Here’s how you can implement it on your own site.

The first thing you need to know is that there are two endpoints for Nandolytics:

  1. The nandolytics/record endpoint - this is used to tabulate visit counts internally. You POST JSON data to the endpoint and it is tabulated in your DynamoDB table.
  2. The nandolytics/{id} endpoint - this is used to check the internal site hits numbers.

The first thing you’ll need to do is to copy the Serverless Framework project I created for this. The code and configuration can be found on Github.

You can also do this with git clone https://github.com/fernando-mc/nandolytics.git.

Once you have the repo locally then you can deploy it with sls deploy. Copy down the API endpoints it outputs from the deployment. You’ll use these later on.

This project uses a DynamoDB table that has a simple primary key consisting of a siteUrl attribute as a partition key. In addition to the siteUrl all these items have a number type attribute - siteHits.
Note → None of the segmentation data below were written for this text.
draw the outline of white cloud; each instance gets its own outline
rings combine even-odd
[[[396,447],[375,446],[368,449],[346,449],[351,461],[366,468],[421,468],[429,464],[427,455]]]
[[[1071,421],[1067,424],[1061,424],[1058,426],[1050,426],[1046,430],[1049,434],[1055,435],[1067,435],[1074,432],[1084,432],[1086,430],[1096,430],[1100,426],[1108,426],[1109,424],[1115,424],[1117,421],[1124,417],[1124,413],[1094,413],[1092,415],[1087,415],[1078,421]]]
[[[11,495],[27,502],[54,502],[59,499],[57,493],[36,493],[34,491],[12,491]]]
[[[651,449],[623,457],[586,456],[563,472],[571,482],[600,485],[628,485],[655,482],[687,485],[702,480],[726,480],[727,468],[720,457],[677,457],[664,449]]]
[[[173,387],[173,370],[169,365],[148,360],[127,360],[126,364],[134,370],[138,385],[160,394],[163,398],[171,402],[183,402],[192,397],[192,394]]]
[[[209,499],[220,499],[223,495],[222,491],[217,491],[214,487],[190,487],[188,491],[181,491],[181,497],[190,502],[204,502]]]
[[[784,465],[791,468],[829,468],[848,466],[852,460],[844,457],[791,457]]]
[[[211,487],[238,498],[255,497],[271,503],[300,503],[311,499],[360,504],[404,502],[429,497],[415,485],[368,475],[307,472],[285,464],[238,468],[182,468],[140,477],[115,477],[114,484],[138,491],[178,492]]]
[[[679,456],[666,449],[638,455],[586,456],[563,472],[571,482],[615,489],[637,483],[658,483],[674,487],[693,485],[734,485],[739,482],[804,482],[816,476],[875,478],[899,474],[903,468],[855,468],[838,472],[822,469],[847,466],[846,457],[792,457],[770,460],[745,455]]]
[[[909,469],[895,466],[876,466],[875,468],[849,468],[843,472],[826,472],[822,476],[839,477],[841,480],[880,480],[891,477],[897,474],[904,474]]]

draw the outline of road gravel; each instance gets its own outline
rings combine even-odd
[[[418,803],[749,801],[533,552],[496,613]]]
Now siteHits needs to be a number type because that’s required for using an atomic counter with DynamoDB. So, a sample item in the table might initialize to this for my blog’s homepage.

{
  "siteUrl": "https://www.fernandomc.com/",
  "siteHits": "1"
}

Fortunately the Serverless Framework project will spin all this up and manage it for you along with the API endpoints and Lambda functions you need.

In order to implement this on your own site you’ll need to include some JavaScript to send a POST request to your API each time you load the page. You can also optionally use the GET endpoint to get the siteHits information without adding to the site hits.

After deploying your Serverless Framework project replace the API_ENDPOINT variable below with your own and copy the code into whatever page you’d like to count hits for.

var currentEncodedURL = encodeURIComponent(window.location.href)
var API_ENDPOINT = "https://some12url34.execute-api.us-east-1.amazonaws.com/dev/nandolytics/"
var getEndpoint = API_ENDPOINT + currentEncodedURL
var recordEndpoint = API_ENDPOINT + "record"

// Record a visit to this site
fetch(record_endpoint, {
  method: 'post',
  body: JSON.stringify({"siteUrl":currentEncodedURL})
}).then(r => r.json())
  .then(data => console.log(data))
  .catch(e => console.log("The request for Nandolytics failed"))

// Console log current site visits
fetch(get_endpoint).then(r => r.json())
  .then(data => {
    console.log(data['siteHits'])
  })
  .catch(e => console.log("The request for Nandolytics failed"))
}

After the JavaScript is copied onto the page it should run on your site whenever the page is loaded - And boom! You have your very own analytics service to count site hits. Have fun playing around with it and Happy April 1st!